Rutte è uno dei grandi vincitori del vertice. Il premier olandese è riuscito a far indietreggiare l’asse Merkel-Macron sui 500 miliardi di sussidi, imponendosi come capofila dei frugali. Torna all’Aia con un “rebate” sostanzialmente più alto che in passato, un fondo speciale per gli effetti secondari della Brexit da 5 miliardi e il freno d’emergenza sugli esborsi del Recovery fund a Italia e Spagna. Tra i vincitori c’è Merkel, che ha fatto quanto promesso: costruito ponti per arrivare a una svolta, anche a costo di caricare sulle spalle della Germania gran parte del costo della solidarietà e di abbandonare alcune linee rosse. Macron, pur dando l’impressione di essere a ruota della cancelliera senza mai incidere davvero sulle sue priorità dichiarate, può rivendicare un trionfo: l’Europa immaginata nel discorso alla Sorbona del settembre del 2017 inizia a essere costruita.

Anche Conte può rivendicare una grande vittoria. Al netto della narrazione sullo scontro con Rutte, il presidente del Consiglio ha negoziato bene. Prima del vertice, aveva saputo sfruttare l’empatia creata dalla catastrofe Covid-19 in Italia e conquistarsi la fiducia di alcuni leader chiave come Merkel. Nelle trattative notturne si è battuto, ma ha anche saputo fare marcia indietro quando annusava il rischio di rottura, come sul “freno di emergenza”.

 

Secondo i calcoli di Palazzo Chigi, l’Italia dovrebbe ottenere 208,8 miliardi dal Recovery fund, molti più dei 172,8 della proposta della Commissione.
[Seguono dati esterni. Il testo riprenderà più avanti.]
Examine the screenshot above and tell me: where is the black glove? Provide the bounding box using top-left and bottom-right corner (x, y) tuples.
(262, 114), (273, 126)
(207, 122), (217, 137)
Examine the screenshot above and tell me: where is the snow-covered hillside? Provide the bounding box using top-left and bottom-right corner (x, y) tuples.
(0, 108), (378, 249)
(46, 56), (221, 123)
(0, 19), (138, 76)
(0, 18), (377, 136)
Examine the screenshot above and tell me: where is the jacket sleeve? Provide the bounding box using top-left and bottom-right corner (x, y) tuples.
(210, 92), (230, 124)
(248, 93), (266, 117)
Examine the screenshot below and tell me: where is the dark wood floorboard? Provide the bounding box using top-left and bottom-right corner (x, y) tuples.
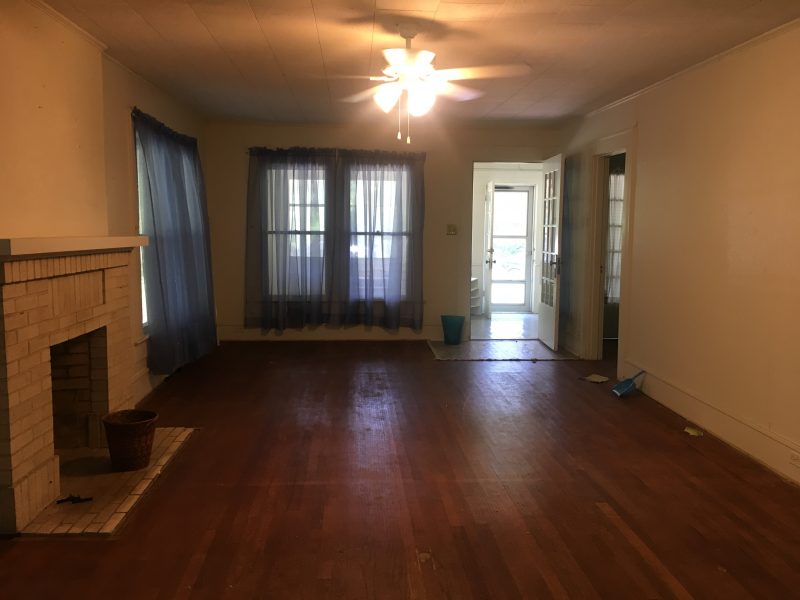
(0, 342), (800, 600)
Sui sussidi c’è un leggero calo (da 81,8 a 81,4 miliardi), ma l’Italia potrà beneficiare di una quota di prestiti decisamente più alta (da 90,9 a 127,4 miliardi). Conte ha ottenuto anche una soluzione “ponte” efficace per avere soldi già quest’anno, in attesa che il Recovery fund entri in funzione nel 2021: date le circostanze eccezionali, saranno eleggibili gli investimenti per la ripresa effettuati a partire dal 1° febbraio 2020. Malgrado la Brexit, l’Italia è l’unico paese che trae beneficio dal bilancio 2021-27, ma più per demeriti del paese (la caduta del pil) che per meriti di Conte.

Contrariamente all’Europa dei sovranisti, l’Ue degli europeisti non è un gioco a somma zero. Da un negoziato come quello sul Recovery fund possono uscire tutti vincitori. La Germania e i frugali hanno infranto il tabù del debito comune per fare un investimento massiccio nel mercato interno: saranno loro a pagare gran parte del debito del Recovery fund. Per l’Italia, invece, inizia la parte più difficile. Il governo Conte ora deve preparare un piano di riforme serio e metterlo in pratica rapidamente per ottenere gli aiuti del Recovery fund, senza correre il rischio che qualcuno faccia scattare il “freno di emergenza”. Le condizionalità andranno rispettate subito. I prestiti andranno rimborsati. Dopo l’ora della solidarietà Ue, per Conte scatta la sfida della responsabilità.